Five Ways to Sharpen Your Data Science Skills as a Radiologist

You’re a full-time radiologist working a day job. A few years ago, you heard about big data and AI and decided to learn all that you could. A good thing you did, too: Radiology AI is real and here today, and your practice looks to you as the local expert.

The challenge, then, is keeping up.

Just as all AI performance degrades with time, your data skills will also need upkeep. If your goals are similar to mine, these five suggestions might help. These are not ways to become the world's leading expert in AI but suggestions for brushing up and keeping up.

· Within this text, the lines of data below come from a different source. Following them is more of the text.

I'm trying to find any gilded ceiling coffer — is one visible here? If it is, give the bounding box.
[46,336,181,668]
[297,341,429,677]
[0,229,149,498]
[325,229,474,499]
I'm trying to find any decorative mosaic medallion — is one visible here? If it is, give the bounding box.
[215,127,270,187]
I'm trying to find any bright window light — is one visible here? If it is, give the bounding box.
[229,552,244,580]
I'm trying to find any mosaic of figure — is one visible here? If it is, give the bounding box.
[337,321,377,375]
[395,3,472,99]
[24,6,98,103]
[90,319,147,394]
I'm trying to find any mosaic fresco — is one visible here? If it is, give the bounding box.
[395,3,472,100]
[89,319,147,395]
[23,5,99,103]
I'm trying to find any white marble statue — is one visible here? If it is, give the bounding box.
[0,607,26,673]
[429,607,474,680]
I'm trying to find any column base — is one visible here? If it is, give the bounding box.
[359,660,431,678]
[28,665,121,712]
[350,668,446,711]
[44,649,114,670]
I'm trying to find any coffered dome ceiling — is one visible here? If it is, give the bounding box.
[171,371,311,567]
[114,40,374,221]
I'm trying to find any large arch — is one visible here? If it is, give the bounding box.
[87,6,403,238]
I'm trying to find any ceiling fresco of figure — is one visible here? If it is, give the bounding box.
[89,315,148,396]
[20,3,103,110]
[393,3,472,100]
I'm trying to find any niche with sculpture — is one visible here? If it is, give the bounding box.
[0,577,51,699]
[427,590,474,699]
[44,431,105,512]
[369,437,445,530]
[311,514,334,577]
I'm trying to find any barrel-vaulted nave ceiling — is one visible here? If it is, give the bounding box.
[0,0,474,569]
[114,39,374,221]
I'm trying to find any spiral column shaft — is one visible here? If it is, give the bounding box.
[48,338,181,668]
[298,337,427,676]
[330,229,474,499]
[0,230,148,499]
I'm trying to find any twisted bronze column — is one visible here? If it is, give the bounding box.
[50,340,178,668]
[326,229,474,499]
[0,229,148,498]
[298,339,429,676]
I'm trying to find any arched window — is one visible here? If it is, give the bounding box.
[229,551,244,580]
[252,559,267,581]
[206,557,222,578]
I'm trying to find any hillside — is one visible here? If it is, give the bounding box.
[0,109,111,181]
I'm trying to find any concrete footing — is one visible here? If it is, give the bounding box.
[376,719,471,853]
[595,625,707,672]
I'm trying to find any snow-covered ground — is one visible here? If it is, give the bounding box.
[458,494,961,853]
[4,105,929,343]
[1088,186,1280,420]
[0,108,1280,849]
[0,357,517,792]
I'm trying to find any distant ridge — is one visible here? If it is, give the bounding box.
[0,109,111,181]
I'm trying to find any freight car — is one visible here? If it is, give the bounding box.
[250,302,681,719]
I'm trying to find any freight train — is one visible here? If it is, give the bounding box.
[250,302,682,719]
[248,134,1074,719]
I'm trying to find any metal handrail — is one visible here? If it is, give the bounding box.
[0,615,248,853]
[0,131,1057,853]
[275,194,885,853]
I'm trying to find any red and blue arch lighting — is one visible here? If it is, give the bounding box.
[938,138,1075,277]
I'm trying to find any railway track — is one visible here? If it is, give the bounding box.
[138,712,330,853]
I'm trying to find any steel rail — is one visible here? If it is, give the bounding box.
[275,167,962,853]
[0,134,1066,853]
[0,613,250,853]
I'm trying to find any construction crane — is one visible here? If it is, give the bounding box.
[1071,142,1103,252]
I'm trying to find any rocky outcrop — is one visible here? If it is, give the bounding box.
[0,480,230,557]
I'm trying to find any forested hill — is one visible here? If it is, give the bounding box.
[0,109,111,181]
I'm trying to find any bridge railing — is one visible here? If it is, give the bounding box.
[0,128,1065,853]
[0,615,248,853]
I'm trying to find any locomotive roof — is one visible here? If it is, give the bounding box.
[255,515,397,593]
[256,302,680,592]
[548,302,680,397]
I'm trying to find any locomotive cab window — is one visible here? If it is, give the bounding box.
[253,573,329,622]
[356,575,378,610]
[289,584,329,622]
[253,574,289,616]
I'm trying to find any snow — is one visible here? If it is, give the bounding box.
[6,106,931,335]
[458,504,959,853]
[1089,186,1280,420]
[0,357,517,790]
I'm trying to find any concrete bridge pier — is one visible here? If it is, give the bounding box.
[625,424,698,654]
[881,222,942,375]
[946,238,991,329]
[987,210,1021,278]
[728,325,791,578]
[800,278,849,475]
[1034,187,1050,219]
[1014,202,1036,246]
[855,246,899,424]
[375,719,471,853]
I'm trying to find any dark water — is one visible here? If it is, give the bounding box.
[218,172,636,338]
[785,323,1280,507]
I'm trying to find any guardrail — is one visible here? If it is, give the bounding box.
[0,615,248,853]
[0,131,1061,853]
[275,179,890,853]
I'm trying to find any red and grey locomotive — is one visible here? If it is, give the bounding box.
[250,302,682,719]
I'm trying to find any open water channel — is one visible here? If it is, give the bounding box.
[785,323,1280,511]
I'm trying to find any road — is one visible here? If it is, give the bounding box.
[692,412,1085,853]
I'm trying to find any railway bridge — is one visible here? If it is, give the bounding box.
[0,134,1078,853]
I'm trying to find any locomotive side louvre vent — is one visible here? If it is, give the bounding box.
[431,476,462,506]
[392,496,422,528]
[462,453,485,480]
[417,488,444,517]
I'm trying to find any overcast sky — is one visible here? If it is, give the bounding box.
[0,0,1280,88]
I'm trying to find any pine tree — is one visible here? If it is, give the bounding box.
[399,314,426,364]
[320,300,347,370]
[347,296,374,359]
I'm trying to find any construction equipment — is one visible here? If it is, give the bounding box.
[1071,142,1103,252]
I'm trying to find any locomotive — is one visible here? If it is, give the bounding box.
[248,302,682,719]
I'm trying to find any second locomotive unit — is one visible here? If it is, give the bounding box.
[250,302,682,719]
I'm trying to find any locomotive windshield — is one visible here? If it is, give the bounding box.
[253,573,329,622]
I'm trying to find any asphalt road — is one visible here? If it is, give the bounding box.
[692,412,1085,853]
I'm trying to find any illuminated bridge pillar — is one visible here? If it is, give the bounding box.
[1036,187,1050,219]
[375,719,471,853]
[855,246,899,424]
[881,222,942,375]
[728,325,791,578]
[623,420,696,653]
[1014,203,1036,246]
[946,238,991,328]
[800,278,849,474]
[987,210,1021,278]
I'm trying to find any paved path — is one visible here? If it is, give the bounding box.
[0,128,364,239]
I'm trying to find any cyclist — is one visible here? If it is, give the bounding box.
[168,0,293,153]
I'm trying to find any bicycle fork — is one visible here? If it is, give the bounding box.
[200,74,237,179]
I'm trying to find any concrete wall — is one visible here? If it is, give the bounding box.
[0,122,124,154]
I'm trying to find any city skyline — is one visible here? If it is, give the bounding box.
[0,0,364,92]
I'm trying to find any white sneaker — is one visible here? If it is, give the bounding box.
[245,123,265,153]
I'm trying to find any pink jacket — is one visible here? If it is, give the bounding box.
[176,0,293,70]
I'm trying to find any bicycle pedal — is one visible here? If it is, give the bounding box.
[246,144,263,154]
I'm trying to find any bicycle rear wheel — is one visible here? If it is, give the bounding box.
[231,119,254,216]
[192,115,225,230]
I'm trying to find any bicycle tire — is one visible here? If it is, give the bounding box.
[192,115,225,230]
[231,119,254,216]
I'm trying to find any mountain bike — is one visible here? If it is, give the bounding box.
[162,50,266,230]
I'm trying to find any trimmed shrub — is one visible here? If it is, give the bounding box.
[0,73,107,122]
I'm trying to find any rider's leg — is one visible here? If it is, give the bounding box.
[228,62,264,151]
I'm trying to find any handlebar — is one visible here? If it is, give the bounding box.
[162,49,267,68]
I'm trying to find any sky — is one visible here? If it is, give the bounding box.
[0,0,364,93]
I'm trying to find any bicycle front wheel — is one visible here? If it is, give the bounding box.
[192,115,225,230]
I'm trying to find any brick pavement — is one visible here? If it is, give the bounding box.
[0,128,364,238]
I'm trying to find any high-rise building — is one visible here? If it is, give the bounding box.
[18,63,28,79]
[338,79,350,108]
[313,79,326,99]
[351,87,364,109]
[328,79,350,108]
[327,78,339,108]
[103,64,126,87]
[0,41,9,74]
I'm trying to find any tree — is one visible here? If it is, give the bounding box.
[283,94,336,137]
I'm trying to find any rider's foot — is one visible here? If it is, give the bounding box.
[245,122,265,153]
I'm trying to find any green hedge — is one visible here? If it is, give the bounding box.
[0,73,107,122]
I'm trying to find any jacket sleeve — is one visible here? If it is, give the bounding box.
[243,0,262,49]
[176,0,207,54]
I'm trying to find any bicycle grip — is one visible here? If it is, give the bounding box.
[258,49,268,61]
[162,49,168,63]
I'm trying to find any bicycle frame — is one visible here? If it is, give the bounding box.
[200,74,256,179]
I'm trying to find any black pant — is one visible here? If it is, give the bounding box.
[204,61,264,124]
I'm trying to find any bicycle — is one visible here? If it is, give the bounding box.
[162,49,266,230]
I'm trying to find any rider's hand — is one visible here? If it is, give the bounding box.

1. Engage in a Data Project

While images are the most apparent source of rich data, you regularly run across a lot of text data as a radiologist. Finding a project in data analytics can take your work to the next level. Maybe the project is predicting future volume based on this year's data to justify hiring new radiologists. Perhaps it’s predicting demand for radiologists and technologists by day and hour using a combination of exam volume and turnaround time by modality. Maybe it's building a computer vision model for a disease entity that you spent your career studying.

Working on a project that will impact your daily practice is probably the single best way to keep your skills current because there is a real incentive to do things well. There is the pressure of eventually displaying your work. What’s more, it’s an opportunity to improve the way your co-workers do their work. As long as you are willing to accept the challenge, both intrinsic and extrinsic rewards can be well worth the effort.

2. Make Your Data Better

If taking on a truly tangible project sounds too involved for your professional life right now, that's okay! There are plenty of other ways to keep your data skills current.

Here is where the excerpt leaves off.